NDP Leader Thomas Mulcair says he is convinced the Obama administration will reignite its push for a cap-and-trade system in the second term – a “polluter pays” plan he advocates.
“I think there is a lot of hope for the future now that (Obama) has a new term… He talked eloquently and passionately about coming to grips with the issue of climate change,” Mulcair told reporters on Wednesday while reacting to election results.
“Don’t be surprised if you see them coming forward with something they have talked about in the past … which is a cap-and-trade system.”
Mulcair said an American cap-and-trade system would be a “very good thing for the planet” and future generations would benefit from the emission-trading system.
In his first term, President Barack Obama put a cap-and-trade plan in his first budget. The legislation passed in the House of Representatives but the Senate did not make progress on the bill a year later. After Republicans won a majority and gained seats in the House, Obama publicly admitted the bill couldn’t pass.

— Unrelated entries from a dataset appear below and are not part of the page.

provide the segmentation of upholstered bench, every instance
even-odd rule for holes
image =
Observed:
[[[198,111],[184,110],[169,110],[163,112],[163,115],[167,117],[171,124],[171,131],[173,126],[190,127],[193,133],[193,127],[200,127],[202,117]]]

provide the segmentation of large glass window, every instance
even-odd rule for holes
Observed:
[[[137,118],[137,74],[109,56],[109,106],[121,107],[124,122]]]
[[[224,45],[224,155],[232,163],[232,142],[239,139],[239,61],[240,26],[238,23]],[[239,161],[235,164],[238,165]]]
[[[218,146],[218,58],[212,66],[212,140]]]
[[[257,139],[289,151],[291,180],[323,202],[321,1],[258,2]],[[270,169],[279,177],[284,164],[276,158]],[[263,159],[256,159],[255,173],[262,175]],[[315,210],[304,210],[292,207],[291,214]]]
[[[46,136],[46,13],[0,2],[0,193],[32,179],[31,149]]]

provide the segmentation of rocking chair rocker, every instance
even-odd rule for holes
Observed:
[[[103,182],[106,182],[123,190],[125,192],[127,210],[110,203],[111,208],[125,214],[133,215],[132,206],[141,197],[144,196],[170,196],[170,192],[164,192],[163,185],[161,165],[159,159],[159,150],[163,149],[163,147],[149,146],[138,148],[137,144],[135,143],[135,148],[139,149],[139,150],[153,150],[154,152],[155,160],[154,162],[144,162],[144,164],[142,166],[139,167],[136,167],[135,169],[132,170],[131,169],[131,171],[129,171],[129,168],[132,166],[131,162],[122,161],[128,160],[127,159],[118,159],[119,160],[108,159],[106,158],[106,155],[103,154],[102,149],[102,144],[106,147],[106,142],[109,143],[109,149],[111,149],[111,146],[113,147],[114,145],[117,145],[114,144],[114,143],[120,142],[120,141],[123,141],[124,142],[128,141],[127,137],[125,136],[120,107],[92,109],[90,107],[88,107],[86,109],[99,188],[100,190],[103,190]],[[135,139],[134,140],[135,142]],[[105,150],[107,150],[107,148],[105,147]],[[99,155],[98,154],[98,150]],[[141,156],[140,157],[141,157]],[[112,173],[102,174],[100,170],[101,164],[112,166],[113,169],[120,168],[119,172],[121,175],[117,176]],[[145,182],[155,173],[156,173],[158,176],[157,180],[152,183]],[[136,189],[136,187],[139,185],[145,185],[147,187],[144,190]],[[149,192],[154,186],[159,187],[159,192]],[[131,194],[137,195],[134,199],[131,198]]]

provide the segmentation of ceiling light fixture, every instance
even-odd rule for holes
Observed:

Mulcair is hopeful, however, that a second term for Obama will also mean a “new era” for the policy.
Under a cap-and-trade system, government sets a cap on emissions and assigns companies carbon credits which can be auctioned or swapped among firms.
The cost of credits is set at market value and companies exceeding caps would be forced to pay a penalty.
Conservatives have spent weeks hammering the NDP for its cap-and-trade plan, suggesting the system will mean a “tax on everything.”
The Conservatives had a cap-and-trade plan built into the 2008 election platform but the party has abandoned the proposal, citing it would drive up taxes and harm the Canadian economy.
Many environmental groups have called for a cap-and-trade system to combat climate change.
The NDP’s 2011 election platform centred around generating $3.6 billion in cap-and trade-revenue, but former leader Jack Layton wouldn’t specify at the time how his platform would be affected if the money was not there.